20 Le recueil de documents ne donne pas d’interprétation a priori, il laisse le lecteur libre de son jugement, en contact direct avec le témoignage brut.
21 L’histoire européenne oblige à voir ce qui est le plus important dans la recherche nationale, à saisir des « ensembles ». On doit se poser la double question : 1°) Qu’est-ce que l’histoire faite à l’échelle européenne va montrer d’important dans l’histoire que je fais ? 2°) Qu’est-ce qui sera important dans mon travail pour l’histoire européenne à construire ? Si bien qu’on est contraint de relativiser, on est moins assuré de son jeu, on voit bien que son travail risque d’être évalué, jugé au niveau européen... Tout le jeu de l’historien est modifié, quel que soit le secteur.
22 On est obligé de voir quelles sont les personnalités créatrices qui sont importantes au niveau européen, et les autres...
23 On doit être prudent, car il n’y a pas une bureaucratie économique qui ressemble à une autre, qui ait les mêmes traditions, les mêmes méthodes de raisonnement ; les « tricheries » statistiques sont une tradition séculaire.
24 Cf. supra, p. 17. À la vérité un arbre de la demande « national » peut être différent d’un arbre de la demande « européen ».
25 Cf. Florence Descamps, Avant-propos, Études et documents, t. V, 1993, p.
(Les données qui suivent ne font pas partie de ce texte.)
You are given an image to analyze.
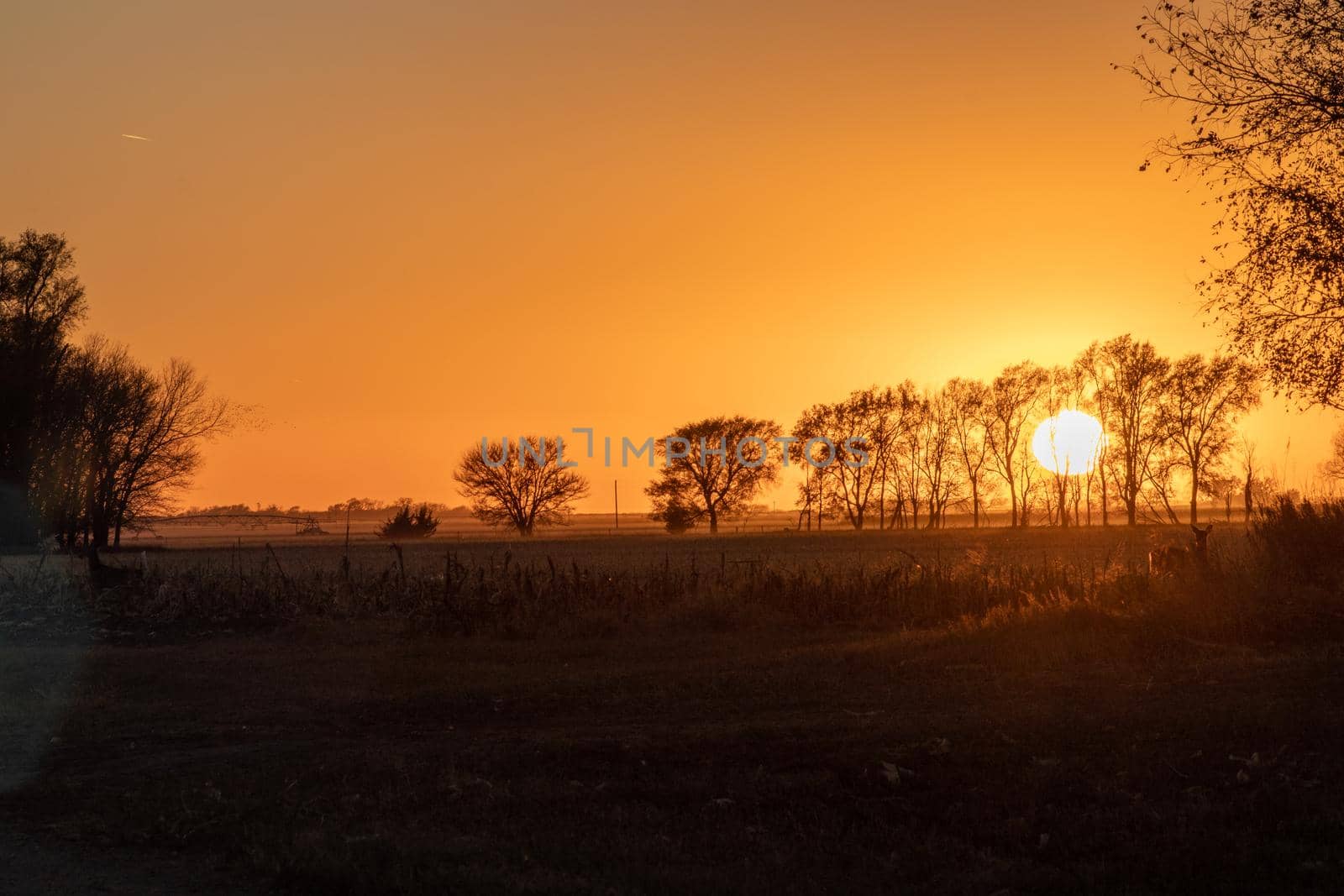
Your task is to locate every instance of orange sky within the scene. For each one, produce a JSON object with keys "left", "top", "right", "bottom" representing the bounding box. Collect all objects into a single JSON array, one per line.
[{"left": 0, "top": 0, "right": 1336, "bottom": 511}]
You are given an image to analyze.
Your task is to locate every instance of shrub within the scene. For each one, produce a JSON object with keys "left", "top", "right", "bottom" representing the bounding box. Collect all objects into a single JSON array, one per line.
[{"left": 378, "top": 501, "right": 438, "bottom": 538}]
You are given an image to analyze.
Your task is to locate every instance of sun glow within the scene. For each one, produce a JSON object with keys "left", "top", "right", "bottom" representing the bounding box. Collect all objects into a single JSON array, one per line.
[{"left": 1031, "top": 411, "right": 1105, "bottom": 475}]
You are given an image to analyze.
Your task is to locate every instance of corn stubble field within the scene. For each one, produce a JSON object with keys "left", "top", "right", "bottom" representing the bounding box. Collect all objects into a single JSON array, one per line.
[{"left": 0, "top": 505, "right": 1344, "bottom": 893}]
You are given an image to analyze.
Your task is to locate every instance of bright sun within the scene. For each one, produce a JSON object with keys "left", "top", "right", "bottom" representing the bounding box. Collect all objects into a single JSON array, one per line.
[{"left": 1031, "top": 411, "right": 1104, "bottom": 475}]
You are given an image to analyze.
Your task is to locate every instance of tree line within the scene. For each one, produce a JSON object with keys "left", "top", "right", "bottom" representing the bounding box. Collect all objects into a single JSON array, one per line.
[
  {"left": 455, "top": 334, "right": 1261, "bottom": 535},
  {"left": 0, "top": 230, "right": 239, "bottom": 547}
]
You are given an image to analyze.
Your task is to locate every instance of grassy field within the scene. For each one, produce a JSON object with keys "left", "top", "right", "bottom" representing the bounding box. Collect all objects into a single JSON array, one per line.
[{"left": 0, "top": 521, "right": 1344, "bottom": 893}]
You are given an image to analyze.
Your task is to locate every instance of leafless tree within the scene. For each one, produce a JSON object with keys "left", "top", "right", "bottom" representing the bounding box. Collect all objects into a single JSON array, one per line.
[
  {"left": 645, "top": 415, "right": 781, "bottom": 532},
  {"left": 1161, "top": 354, "right": 1261, "bottom": 522},
  {"left": 0, "top": 230, "right": 86, "bottom": 542},
  {"left": 1125, "top": 0, "right": 1344, "bottom": 407},
  {"left": 453, "top": 437, "right": 589, "bottom": 536},
  {"left": 1074, "top": 343, "right": 1111, "bottom": 527},
  {"left": 1042, "top": 367, "right": 1084, "bottom": 527},
  {"left": 946, "top": 378, "right": 990, "bottom": 529},
  {"left": 790, "top": 385, "right": 910, "bottom": 529},
  {"left": 914, "top": 388, "right": 963, "bottom": 529},
  {"left": 988, "top": 361, "right": 1046, "bottom": 527},
  {"left": 110, "top": 359, "right": 236, "bottom": 547},
  {"left": 1091, "top": 339, "right": 1171, "bottom": 525}
]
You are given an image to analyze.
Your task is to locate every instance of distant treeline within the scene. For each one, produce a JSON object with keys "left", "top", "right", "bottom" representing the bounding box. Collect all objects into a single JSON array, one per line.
[
  {"left": 180, "top": 498, "right": 472, "bottom": 520},
  {"left": 0, "top": 231, "right": 239, "bottom": 547}
]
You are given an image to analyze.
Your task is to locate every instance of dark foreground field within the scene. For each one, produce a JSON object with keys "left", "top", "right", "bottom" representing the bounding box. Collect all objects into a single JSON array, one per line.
[{"left": 0, "top": 607, "right": 1344, "bottom": 894}]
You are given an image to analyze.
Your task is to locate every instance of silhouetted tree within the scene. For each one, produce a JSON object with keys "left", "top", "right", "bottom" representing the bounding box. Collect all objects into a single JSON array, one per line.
[
  {"left": 0, "top": 230, "right": 86, "bottom": 542},
  {"left": 378, "top": 498, "right": 438, "bottom": 538},
  {"left": 986, "top": 361, "right": 1046, "bottom": 527},
  {"left": 1089, "top": 333, "right": 1171, "bottom": 525},
  {"left": 914, "top": 388, "right": 963, "bottom": 529},
  {"left": 946, "top": 378, "right": 990, "bottom": 529},
  {"left": 1161, "top": 354, "right": 1261, "bottom": 522},
  {"left": 643, "top": 417, "right": 781, "bottom": 532},
  {"left": 1125, "top": 0, "right": 1344, "bottom": 407},
  {"left": 789, "top": 385, "right": 909, "bottom": 529},
  {"left": 453, "top": 437, "right": 589, "bottom": 536}
]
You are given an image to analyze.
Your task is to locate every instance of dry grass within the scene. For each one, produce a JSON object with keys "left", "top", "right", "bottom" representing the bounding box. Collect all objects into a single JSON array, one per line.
[{"left": 0, "top": 508, "right": 1344, "bottom": 893}]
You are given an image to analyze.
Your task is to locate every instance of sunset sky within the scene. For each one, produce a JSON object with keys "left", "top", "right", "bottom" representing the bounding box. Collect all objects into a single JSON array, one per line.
[{"left": 0, "top": 0, "right": 1336, "bottom": 511}]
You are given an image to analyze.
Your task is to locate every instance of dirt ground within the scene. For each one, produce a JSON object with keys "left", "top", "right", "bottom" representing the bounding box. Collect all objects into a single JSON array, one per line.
[{"left": 0, "top": 612, "right": 1344, "bottom": 893}]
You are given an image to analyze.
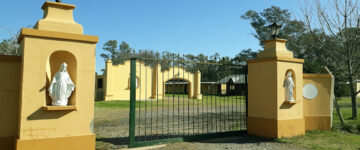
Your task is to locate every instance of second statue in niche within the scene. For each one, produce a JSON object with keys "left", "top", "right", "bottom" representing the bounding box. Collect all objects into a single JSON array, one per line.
[
  {"left": 48, "top": 63, "right": 75, "bottom": 106},
  {"left": 284, "top": 71, "right": 295, "bottom": 102}
]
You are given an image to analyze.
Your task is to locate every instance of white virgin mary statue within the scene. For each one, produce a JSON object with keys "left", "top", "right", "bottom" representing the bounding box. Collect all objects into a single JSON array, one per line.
[
  {"left": 284, "top": 71, "right": 295, "bottom": 102},
  {"left": 49, "top": 63, "right": 75, "bottom": 106}
]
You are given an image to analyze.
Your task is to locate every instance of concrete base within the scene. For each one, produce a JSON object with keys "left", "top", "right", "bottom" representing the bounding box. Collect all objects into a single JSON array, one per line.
[
  {"left": 247, "top": 117, "right": 305, "bottom": 138},
  {"left": 0, "top": 137, "right": 15, "bottom": 150},
  {"left": 16, "top": 134, "right": 95, "bottom": 150}
]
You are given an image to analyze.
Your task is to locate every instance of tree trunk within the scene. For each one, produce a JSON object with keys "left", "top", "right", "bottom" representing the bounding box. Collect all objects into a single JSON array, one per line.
[
  {"left": 349, "top": 77, "right": 358, "bottom": 120},
  {"left": 333, "top": 98, "right": 345, "bottom": 126}
]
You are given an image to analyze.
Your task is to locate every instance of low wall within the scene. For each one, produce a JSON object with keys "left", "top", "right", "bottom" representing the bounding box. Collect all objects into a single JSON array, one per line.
[
  {"left": 0, "top": 56, "right": 21, "bottom": 149},
  {"left": 303, "top": 74, "right": 332, "bottom": 130}
]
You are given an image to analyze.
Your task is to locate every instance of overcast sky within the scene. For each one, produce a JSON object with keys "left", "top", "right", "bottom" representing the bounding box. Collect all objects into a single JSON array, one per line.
[{"left": 0, "top": 0, "right": 301, "bottom": 72}]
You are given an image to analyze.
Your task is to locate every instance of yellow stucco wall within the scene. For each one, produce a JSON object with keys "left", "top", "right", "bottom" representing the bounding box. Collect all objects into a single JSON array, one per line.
[
  {"left": 16, "top": 2, "right": 98, "bottom": 149},
  {"left": 104, "top": 60, "right": 153, "bottom": 101},
  {"left": 304, "top": 74, "right": 332, "bottom": 130},
  {"left": 0, "top": 56, "right": 21, "bottom": 150},
  {"left": 160, "top": 66, "right": 197, "bottom": 98},
  {"left": 276, "top": 61, "right": 303, "bottom": 120},
  {"left": 104, "top": 60, "right": 201, "bottom": 101},
  {"left": 247, "top": 39, "right": 305, "bottom": 138},
  {"left": 248, "top": 61, "right": 282, "bottom": 119},
  {"left": 95, "top": 75, "right": 106, "bottom": 100},
  {"left": 19, "top": 34, "right": 95, "bottom": 139}
]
III-IV. L’histoire de ce délaissement serait bien intéressante à faire (par exemple on n’a pas de travail récent sur l’histoire de la métallugie de 1814 à 1914, l’acier Martin, l’acier Thomas sont ignorés...).
26 Mais, hélas, on ne sait comment former.
27 Sur le principe de ces Comités, cf. « La création de Comités d’histoire régionale », dans Pour une histoire de la bureaucratie II, 2001, p. 281-297 (et notamment « le volet européen », p. 293-295).
28 Il faut savoir préparer habilement les projets pour répondre à ces appels d’offres, et les procédures de sélection sont parfois opaques.
29 Si l’on entend développer l’histoire des assurances (supra, p. 136), il faut organiser nécessairement un séminaire sur les aspects européens, et au besoin, en invitant des « intervenants étrangers » (sur le principe de ces séminaires « internationaux », supra, p. 59).
30 Avec, au besoin, un mémoire rédigé sur les sources étrangères – ce qui permet de relativiser son savoir et ses certitudes.
31 Dès qu’on donne le moyen de publier, on a de bons travaux.
32 Ce qui suppose un effort d’inventaire des travaux importants.
33 Nous avons suggéré un tel questionnaire à propos de l’histoire des retraites des fonctionnaires au XIXe (article cité supra note 1).
34 Cette grille de questions devrait faire l’objet d’un colloque.
35 Nous croyons que tôt ou tard on envisagera de créer des banques de données « européennes » pour tel ou tel secteur (par exemple l’histoire de l’actuariat ou l’histoire de l’immatériel ou l’histoire des ancres de marine...). Rappelons que Jacques Gay a nettement montré qu’on ne pouvait faire sérieusement l’histoire des ancres de marine qu’à l’échelle européenne (et il en est de même pour la plupart des secteurs de l’histoire de l’armement).
36 C’est un secteur où les historiens « non professionnels » – qui en général ont une connaissance certaine de l’étranger et des méthodes de raisonnement des entreprises dans les autres pays – peuvent jouer un rôle non négligeable pour aider à programmer et à préparer les confrontations.